Menú
EDITORIAL

11-S, dos años después

La tragedia de las torres gemelas ha servido en estos dos años de test para comprobar hasta qué niveles pueden llegar el odio, la incomprensión y la falta de humanidad de muchísimos intelectuales, políticos y periodistas de todo el mundo que han hecho oficio de la diatriba y de la difamación contra los EEUU. El ya famoso titular de El País del 12 de septiembre de 2001 –“El mundo en vilo a la espera de las represalias de EEUU” sirvió de ejemplo y modelo a toda una antología de la infamia antiamericana que justifica –cuando no aplaude– las masacres perpetradas por Ben Laden y su camarilla de fanáticos asesinos. Desde el falso tópico de “es la consecuencia lógica de no ayudar a los países pobres, la miseria produce terroristas”, pasando por el “se lo merecían por prepotentes, imperialistas y capitalistas” hasta el grado máximo de retorcimiento –“fueron Bush y la CIA quienes organizaron los atentados para tener un pretexto que les permitiera llevar a cabo sus guerras para dominar el mundo”–, un antiamericanismo visceral y patológico –combinado con un resurgimiento del antisemitismo– ha recorrido el mundo, especialmente en Francia y Alemania, que tanto deben a EEUU. Y precisamente cuando los estadounidenses más necesitados estaban de comprensión y apoyo moral.

Hasta tal punto llega la ceguera antiamericana en los creadores de opinión, que la solución que proponen muchos de ellos al desafío que los terroristas han lanzado contra la civilización occidental es atender puntualmente las demandas de los asesinos, que toman como pretexto de su barbarie anticivilización el conflicto israelo-palestino. Quieren poco menos que los estadounidenses permanezcan callados y cruzados de brazos, y que pidan perdón a los asesinos por ser un país próspero y una sociedad abierta, donde los valores supremos son la libertad y el respeto a la vida. Exactamente lo mismo que exigen a los israelíes, quienes, por cierto, llevan varias décadas luchando contra el mismo enemigo al que hoy se enfrenta el mundo libre rodeados de la incomprensión, el desprecio y el odio de casi todos.

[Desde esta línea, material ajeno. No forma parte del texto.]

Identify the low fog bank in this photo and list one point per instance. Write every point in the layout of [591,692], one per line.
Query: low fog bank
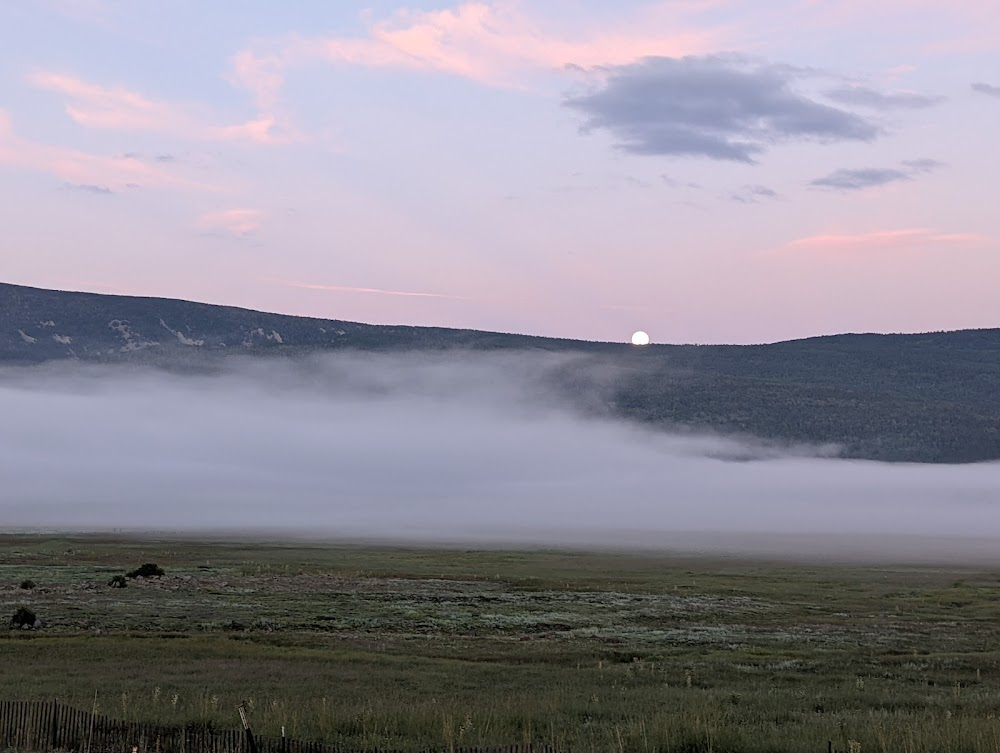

La guerra contra el terrorismo –que ya ha cosechado sus primeros éxitos en Afganistán e Irak, destruyendo dos atroces regímenes que promovían el terrorismo o colaboraban activamente con él– es un imperativo moral, tanto por el más elemental sentido de la justicia como por la necesidad de preservar al mundo de la misma barbarie que hoy azota a Israel. La falacia de que no es posible declarar la guerra al terrorismo porque las guerras se declaran y se luchan entre estados, no es más que una treta dialéctica para confundir a la opinión pública. Es evidente que los terroristas necesitan santuarios –Francia, para su vergüenza, lo fue durante muchísimos años en relación con ETA–, y que es precisamente en esos santuarios –como Afganistán e Irak– donde hay que librar las batallas. Pero, como dijo George Bush hace dos años, la guerra contra el terrorismo será larga y difícil: sólo podrá darse por terminada cuando los terroristas no encuentren ni un solo lugar donde esconderse y planear sus masacres. Mientras tanto, los ciudadanos honrados y de buena fe no pueden menos que alegrarse de que sea EEUU y no la mezquina Europa –tan acostumbrada a bailar el agua a Arafat y a otros como él– quien lidere la lucha contra el terrorismo. Las alternativas son, sencillamente, desoladoras.